Former Senior Editor, The Washington Post; Co-chair, Board of Directors Women's Foreign Policy Group

 

 

Lois Romano has had a distinguished career as a political journalist at The Washington Post, Newsweek, and POLITICO.  Most recently, she was a strategic advisor at the Institute of Politics at Harvard University, and she currently co-chairs the board of the Women's Foreign Policy Group in Washington. Ms. Romano spent most of her career at The Washington Post where she was a columnist, features writer, national correspondent, and senior editor. She has covered seven presidential campaigns. Her most recent position was as the editor of Washington Post Live, the news organization's editorial events platform. In between, she was a senior political reporter and the first editorial director of POLITICO events. At POLITICO and at The Post, she was instrumental in shaping live editorial programming and content for the organizations' issue-driven events. Ms. Romano also serves on the board and on the executive committee of the International Women's Research Center.
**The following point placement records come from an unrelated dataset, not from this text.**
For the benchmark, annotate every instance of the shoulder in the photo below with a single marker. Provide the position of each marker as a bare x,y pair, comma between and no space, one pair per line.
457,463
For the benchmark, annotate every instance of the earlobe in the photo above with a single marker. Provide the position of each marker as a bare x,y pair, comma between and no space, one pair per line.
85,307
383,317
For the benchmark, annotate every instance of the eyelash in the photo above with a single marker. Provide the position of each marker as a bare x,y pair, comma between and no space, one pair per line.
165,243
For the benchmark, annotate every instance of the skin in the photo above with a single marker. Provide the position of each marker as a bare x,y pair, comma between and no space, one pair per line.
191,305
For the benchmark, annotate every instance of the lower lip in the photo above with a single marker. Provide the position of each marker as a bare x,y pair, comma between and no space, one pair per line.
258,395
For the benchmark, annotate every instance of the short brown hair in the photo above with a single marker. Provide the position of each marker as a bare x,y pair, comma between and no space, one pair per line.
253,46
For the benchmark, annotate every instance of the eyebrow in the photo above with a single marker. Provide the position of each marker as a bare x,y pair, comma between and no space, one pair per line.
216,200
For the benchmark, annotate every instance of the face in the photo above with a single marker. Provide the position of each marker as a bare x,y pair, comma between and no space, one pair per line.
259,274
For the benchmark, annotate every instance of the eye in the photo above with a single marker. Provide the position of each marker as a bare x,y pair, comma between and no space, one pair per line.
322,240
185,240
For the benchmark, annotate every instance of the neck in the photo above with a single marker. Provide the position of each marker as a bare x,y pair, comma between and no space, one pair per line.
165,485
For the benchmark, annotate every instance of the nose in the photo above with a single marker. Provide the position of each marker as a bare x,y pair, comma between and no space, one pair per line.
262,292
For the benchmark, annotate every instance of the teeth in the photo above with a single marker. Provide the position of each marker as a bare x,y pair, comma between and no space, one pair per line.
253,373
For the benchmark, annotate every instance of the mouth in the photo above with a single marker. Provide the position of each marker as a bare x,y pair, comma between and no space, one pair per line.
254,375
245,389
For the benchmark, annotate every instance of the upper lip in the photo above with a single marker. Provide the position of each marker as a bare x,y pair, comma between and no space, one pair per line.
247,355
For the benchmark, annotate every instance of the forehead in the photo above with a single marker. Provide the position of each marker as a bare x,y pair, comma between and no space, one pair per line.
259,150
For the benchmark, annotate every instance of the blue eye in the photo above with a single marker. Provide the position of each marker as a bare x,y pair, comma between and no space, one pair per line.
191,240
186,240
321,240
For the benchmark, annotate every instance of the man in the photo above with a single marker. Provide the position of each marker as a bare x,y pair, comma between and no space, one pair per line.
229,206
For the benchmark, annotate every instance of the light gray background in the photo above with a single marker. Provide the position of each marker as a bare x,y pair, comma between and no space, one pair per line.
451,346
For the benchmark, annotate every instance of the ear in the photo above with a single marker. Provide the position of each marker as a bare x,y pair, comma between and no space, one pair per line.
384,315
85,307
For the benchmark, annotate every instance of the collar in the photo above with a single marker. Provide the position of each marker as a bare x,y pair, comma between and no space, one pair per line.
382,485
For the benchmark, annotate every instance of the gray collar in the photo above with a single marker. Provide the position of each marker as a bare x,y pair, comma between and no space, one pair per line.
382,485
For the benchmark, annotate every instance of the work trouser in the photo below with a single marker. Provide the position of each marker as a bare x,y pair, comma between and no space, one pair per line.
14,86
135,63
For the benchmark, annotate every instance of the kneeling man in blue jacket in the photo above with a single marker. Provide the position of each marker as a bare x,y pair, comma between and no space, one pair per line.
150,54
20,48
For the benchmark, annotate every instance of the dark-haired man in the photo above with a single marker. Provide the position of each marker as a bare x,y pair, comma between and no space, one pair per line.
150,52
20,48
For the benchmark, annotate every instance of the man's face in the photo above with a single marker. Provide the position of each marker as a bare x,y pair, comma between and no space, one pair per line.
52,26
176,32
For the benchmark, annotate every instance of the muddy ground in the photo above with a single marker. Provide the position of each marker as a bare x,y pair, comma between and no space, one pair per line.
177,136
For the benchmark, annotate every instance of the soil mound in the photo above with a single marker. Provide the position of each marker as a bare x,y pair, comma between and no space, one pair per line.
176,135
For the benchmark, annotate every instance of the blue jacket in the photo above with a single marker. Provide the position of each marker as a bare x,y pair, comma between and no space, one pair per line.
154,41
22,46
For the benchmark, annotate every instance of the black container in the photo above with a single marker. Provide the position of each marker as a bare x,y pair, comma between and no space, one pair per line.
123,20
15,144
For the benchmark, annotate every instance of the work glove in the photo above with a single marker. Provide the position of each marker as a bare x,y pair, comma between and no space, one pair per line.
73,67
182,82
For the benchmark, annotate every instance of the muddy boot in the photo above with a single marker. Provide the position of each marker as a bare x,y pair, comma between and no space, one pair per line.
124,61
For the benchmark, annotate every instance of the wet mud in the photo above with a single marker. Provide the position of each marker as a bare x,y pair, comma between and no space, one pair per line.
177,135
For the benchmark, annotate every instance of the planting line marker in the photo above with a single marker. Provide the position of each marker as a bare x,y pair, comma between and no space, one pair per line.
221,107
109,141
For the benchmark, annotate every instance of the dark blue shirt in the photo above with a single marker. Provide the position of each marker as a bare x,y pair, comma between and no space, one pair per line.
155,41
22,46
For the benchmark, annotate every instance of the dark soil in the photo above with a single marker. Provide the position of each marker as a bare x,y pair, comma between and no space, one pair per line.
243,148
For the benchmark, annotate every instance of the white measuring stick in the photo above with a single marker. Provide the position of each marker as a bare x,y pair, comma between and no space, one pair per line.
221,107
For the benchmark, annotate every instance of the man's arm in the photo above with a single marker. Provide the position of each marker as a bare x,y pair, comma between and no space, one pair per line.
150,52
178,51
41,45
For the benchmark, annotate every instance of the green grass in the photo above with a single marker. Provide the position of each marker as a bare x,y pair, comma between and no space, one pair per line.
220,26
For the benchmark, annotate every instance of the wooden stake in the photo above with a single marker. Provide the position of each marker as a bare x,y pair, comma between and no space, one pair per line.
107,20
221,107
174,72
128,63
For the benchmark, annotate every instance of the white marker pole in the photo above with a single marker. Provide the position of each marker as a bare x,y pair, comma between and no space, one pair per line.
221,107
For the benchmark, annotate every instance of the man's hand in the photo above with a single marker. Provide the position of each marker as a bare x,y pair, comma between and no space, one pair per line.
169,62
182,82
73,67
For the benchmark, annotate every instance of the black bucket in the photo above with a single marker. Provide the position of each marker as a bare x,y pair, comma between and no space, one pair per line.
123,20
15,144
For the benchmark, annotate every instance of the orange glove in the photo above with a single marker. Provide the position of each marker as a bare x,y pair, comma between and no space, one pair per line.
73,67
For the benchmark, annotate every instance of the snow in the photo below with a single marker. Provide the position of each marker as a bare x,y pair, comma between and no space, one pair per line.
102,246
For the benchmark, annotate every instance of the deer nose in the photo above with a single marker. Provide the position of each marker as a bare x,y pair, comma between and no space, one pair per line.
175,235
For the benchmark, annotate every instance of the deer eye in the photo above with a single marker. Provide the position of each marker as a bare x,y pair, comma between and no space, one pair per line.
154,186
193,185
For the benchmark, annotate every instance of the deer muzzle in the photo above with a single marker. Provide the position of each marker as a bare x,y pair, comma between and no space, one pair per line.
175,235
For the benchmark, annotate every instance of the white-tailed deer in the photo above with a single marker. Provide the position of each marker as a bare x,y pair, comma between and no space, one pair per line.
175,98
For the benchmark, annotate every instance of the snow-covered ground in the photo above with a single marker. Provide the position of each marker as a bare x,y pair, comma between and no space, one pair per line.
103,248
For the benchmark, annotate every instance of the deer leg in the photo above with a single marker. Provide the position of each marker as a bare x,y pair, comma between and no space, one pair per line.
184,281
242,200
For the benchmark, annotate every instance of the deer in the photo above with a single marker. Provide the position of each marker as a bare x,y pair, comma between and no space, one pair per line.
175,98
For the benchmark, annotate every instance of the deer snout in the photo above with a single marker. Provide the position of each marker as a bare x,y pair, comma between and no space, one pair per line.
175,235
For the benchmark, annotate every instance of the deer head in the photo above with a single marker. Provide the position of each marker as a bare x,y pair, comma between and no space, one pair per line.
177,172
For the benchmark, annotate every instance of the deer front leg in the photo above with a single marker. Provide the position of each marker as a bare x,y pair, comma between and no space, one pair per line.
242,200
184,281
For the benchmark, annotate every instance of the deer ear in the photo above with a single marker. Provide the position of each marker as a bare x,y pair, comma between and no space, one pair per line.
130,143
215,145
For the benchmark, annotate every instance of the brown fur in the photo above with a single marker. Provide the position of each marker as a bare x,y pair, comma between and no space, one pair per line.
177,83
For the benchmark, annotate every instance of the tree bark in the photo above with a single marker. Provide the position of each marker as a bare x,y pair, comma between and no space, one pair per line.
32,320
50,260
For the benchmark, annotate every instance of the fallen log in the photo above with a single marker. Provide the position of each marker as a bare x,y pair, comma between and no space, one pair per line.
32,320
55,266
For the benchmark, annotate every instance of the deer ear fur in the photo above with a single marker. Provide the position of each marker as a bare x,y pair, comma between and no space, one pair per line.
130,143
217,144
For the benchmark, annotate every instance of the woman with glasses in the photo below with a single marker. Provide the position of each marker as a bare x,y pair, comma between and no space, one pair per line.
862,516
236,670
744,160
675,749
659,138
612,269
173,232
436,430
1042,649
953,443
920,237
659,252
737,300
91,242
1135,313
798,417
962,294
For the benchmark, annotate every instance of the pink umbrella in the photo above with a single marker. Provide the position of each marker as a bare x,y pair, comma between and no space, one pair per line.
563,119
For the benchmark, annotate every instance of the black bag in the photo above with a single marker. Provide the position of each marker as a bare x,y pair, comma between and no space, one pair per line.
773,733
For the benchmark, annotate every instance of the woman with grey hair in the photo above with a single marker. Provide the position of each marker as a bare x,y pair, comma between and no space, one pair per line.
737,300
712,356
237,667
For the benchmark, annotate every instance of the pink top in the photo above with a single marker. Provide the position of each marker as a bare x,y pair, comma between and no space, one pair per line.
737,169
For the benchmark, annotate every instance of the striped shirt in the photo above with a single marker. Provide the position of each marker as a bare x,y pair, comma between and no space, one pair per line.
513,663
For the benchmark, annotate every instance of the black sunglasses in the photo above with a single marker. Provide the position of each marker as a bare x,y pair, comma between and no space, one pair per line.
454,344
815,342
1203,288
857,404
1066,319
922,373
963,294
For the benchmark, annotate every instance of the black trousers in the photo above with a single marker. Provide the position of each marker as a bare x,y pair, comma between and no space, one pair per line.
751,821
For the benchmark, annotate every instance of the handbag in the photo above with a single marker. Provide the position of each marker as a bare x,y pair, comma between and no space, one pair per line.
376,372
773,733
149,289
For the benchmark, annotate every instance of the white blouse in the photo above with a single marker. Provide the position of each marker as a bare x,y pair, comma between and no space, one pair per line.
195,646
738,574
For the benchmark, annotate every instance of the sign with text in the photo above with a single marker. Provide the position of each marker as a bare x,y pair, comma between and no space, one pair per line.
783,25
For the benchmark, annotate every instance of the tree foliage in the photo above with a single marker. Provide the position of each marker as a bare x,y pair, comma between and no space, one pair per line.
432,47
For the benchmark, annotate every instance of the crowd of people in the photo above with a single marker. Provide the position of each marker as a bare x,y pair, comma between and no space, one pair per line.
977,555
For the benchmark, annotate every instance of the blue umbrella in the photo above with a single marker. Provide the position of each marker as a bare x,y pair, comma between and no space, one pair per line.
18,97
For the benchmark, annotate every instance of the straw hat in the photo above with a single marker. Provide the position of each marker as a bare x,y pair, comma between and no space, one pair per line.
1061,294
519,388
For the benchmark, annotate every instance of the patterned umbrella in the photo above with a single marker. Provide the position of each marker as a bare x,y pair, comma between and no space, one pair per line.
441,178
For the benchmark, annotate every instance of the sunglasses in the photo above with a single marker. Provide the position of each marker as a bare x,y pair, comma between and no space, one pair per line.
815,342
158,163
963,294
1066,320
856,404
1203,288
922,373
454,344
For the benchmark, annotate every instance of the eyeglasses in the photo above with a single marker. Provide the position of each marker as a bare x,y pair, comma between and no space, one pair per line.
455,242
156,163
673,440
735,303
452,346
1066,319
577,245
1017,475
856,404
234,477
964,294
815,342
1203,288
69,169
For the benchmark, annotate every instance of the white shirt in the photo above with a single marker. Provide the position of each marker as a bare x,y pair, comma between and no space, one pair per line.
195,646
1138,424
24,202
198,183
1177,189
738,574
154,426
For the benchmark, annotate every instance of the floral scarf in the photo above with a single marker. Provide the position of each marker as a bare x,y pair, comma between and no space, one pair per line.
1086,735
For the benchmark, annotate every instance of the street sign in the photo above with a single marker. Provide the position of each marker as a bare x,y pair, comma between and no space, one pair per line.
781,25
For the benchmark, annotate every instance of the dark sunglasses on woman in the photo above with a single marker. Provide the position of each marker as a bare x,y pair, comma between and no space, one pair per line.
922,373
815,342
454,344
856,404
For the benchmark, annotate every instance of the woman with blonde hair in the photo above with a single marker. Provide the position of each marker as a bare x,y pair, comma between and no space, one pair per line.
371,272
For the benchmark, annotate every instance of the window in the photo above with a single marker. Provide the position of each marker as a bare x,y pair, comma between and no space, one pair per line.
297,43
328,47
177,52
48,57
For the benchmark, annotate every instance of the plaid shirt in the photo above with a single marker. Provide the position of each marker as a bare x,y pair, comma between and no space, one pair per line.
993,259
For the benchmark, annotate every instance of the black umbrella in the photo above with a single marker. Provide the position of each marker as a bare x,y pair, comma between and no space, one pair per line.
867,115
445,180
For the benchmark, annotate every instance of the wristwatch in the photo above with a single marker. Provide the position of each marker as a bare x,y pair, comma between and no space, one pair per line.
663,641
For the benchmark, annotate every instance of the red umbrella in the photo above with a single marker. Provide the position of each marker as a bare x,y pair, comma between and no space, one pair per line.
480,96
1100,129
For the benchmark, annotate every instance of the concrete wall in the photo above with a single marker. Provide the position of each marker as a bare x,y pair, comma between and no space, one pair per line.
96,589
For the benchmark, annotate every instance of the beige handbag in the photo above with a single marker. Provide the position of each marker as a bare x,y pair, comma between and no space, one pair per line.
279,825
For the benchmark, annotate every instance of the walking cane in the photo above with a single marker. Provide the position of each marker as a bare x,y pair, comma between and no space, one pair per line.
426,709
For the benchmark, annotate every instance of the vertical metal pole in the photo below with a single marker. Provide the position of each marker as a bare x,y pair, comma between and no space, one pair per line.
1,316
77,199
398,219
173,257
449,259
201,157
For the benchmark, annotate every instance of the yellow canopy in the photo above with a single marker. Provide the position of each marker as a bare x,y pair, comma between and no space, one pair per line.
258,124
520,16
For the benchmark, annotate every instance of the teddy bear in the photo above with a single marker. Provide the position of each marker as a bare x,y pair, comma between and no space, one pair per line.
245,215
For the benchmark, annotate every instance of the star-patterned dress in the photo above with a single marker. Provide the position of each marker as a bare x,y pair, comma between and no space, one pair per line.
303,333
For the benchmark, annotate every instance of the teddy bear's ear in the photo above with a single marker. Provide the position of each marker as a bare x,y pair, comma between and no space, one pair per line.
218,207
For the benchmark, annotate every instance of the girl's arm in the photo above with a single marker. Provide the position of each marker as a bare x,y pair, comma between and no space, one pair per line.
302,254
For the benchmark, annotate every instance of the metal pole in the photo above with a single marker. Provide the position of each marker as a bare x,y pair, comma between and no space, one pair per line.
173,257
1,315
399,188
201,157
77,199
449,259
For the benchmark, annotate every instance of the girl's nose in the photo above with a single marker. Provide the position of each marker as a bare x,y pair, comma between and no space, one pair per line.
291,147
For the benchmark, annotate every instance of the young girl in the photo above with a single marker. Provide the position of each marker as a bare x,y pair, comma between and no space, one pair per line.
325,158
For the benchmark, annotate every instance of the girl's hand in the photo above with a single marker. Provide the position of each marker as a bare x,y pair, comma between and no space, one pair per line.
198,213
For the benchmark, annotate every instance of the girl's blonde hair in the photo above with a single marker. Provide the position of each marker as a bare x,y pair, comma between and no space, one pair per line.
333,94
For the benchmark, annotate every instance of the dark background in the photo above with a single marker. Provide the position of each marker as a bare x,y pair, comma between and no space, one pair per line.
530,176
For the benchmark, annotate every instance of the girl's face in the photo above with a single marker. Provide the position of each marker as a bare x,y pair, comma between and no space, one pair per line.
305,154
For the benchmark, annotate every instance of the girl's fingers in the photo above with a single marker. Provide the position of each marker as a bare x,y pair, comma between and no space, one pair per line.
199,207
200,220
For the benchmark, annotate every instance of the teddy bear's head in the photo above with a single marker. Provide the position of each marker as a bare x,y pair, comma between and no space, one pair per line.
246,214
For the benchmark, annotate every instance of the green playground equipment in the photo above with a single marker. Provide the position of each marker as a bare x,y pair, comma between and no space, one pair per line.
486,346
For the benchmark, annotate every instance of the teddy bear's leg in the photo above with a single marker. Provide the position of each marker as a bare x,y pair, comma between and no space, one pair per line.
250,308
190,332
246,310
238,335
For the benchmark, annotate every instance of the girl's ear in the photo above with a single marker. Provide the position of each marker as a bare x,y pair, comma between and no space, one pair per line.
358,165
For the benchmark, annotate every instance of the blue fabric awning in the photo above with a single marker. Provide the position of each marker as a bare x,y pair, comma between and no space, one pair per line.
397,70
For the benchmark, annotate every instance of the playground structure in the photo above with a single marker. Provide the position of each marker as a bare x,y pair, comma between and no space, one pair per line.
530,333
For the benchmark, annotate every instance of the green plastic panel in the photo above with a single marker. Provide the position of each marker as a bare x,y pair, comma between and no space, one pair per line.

She holds an MA in international relations from the Elliott School of International Affairs at George Washington University.

Jordan Steiker

Judge Robert M. Parker Endowed Chair in Law; Director, Capital Punishment Center The University of Texas School of Law

Jordan M. Steiker is the Judge Robert M. Parker Endowed Chair in Law and the director of the Capital Punishment Center at the University of Texas School of Law. In Fall 2018, he is the Touroff-Flueck Visiting Professor of Law and Psychiatry at Harvard Law School. His work focuses primarily on the administration of capital punishment in the United States, and he has written extensively on constitutional law, federal habeas corpus, and the death penalty. He is the co-author (with Carol Steiker) of Courting Death: The Supreme Court and Capital Punishment (Belknap Press, 2016) and (with John Blume) of Death Penalty Stories (Foundation Press, 2009). He co-authored (with Carol Steiker) the report that led the American Law Institute to withdraw the death penalty provision from the Model Penal Code. He has testified before state legislative committees addressing death penalty issues in Texas, including state habeas reform, clemency procedures, sentencing options in capital cases, and the availability of the death penalty for juveniles and persons with intellectual disabilities. He has also litigated extensively on behalf of indigent death-sentenced inmates in state and federal court, including in the U.S. Supreme Court. Before joining the School of Law faculty in 1990, he served as a law clerk for Honorable Louis Pollak, U.S. District Court (Eastern District of Pennsylvania) and Justice Thurgood Marshall of the United States Supreme Court. He holds a BA from Wesleyan University and a JD from Harvard Law School. He joined the UT Law faculty in part because of Michael Tigar's persuasive powers and was Tigar's colleague, collaborator, and friend during his early years on the UT faculty.